Hi everyone! Long time no talk. Been a while since I've been on here. My girl, Andie, is 14 1/2 years old now! She has IBD and is on a VERY strict diet of Natural Balance Venison and Green Pea canned food with just a tiny bit of Natural Balance Duck and Green Pea for crunch which she loves. She eats three small meals a day, which is pretty demanding and hard to keep up with, but I've been making it happen for 6 years and she's been great! However, on and off the last two weeks she has had diarrhea. She will have a few soft but semi-normal poops here and there but mostly diarrhea. It is now explosive. I can hear her going. She isnt straining. I didnt see blood in it. She isnt crying. She has a great appetite, she is drinking her water and seems her normal self. I am SO broke right now, and have no credit cards, so I cant afford to take her right now. I hate to use that as an excuse, but it's true. Luckily she isnt appearing to be in pain. I called her vet yesterday to find out how much Benefiber is safe to give her b/c I've been told that can help with both diarrhea and constipation. He said 1/8 tsp twice a day. So I gave it to her twice yesterday in her canned food and once this morning. Right before I left for work, she had another noisy poop. So my next step is Slippery Elm bark. Here is my question... HOW do I administer it? Do I buy the capsules and sprinkle it in her food? Does it have a taste? Cause if it has any taste, she wont eat the food. Thats the only reason I can get Benefiber into her b/c it has no taste. OR do I have to mix it with hot boiling water and let it cool and thicken and then put it in a syringe? I've gotta be able to easily find this stuff tonight and it's SNOWING like crazy! But I need advice!!


----------



## shamrockmommy (May 28, 2011)

Steep about 1 tsp (4 capsules) in 1 cup boiling water. By the time it has cooled to room temp it should be gel-like. 
You can mix this with her food or syringe it into her mouth.
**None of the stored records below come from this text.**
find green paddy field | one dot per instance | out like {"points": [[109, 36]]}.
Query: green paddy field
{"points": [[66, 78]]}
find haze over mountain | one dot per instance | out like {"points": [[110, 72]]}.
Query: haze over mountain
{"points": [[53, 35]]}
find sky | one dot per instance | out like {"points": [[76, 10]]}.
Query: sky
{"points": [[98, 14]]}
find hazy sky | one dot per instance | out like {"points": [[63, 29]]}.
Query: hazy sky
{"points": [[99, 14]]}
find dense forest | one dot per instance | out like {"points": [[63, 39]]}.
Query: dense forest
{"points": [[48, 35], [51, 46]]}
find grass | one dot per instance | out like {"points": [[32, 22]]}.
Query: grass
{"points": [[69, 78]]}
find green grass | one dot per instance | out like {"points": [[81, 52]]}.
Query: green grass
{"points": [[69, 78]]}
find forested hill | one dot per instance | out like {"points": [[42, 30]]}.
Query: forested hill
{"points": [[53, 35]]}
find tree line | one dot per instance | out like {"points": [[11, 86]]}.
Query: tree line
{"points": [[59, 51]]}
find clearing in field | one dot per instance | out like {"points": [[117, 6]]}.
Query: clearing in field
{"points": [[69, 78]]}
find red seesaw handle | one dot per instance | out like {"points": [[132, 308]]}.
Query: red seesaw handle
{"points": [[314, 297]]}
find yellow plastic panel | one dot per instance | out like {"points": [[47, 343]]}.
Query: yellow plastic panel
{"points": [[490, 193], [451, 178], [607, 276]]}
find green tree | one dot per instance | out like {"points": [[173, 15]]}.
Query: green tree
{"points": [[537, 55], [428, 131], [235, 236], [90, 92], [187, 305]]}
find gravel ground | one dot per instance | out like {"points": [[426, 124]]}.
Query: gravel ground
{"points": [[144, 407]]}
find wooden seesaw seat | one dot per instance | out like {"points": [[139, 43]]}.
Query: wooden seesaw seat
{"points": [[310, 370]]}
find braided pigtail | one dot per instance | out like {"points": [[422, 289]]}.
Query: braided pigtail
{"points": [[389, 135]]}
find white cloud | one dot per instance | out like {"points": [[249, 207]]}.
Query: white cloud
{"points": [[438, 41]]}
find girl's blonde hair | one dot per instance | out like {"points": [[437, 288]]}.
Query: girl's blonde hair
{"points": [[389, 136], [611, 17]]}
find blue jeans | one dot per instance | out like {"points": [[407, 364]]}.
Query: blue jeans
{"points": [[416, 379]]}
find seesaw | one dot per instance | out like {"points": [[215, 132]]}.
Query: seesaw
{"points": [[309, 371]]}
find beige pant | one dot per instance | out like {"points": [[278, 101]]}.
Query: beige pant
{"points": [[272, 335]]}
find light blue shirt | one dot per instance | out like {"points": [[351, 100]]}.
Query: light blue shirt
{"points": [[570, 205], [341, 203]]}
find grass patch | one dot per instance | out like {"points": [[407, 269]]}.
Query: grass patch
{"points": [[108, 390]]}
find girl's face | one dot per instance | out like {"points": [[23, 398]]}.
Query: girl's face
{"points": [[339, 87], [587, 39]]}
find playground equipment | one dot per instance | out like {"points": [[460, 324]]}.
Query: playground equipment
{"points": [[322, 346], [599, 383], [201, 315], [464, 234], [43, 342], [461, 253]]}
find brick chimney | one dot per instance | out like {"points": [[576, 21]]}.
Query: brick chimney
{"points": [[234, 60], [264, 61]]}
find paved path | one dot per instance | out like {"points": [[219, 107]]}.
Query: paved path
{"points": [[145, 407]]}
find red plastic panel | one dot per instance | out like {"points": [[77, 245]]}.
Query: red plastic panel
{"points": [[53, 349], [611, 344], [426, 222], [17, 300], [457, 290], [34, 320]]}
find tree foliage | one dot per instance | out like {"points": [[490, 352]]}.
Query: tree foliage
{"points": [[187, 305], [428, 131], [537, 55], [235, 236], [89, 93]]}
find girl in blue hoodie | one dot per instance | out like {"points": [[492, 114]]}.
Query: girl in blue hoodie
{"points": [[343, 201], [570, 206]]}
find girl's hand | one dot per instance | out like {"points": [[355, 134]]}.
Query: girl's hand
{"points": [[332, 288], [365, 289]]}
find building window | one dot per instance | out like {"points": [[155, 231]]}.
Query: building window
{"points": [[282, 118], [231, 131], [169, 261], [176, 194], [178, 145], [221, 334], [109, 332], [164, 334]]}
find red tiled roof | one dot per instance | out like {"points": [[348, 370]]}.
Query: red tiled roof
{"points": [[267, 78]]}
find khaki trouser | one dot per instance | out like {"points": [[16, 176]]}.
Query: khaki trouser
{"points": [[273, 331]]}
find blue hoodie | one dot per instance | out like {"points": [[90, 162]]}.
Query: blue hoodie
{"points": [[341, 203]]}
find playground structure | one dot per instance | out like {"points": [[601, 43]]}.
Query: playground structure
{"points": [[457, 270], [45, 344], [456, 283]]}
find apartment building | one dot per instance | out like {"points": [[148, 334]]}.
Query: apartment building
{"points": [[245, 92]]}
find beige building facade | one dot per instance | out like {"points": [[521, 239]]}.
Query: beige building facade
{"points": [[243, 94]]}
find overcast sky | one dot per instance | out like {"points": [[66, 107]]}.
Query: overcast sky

Digestive enzymes would probably be a BIG help for her, more than anything else. Fiber can cause gas and discomfort. Also, how much are you feeding? Are you sure you're not over feeding? As that can also cause diarrhea. 

HOpe this helps. I have 2 dogs with tummy issues and it's no fun! The thing that has helped them the most is sprinkling digestive enzymes over their food.


----------



## Andiecat46 (Jan 17, 2004)

Where can I find digestive enzymes??


----------



## NOLAKitties (May 30, 2013)

I use prozyme brand. They have one for cats without lactose. I got a bottle from amazon. Maybe call around and see if someone local has it if you need it right away.


----------



## Andiecat46 (Jan 17, 2004)

Oh Ok.. hmm I wish I could find it at a store... So you guys think the digestive enzymes are going to be more effective than slippery elm?


----------



## snowy (Aug 23, 2012)

AndieCat said:


> So my next step is Slippery Elm bark. Here is my question... HOW do I administer it? Do I buy the capsules and sprinkle it in her food? Does it have a taste? Cause if it has any taste, she wont eat the food.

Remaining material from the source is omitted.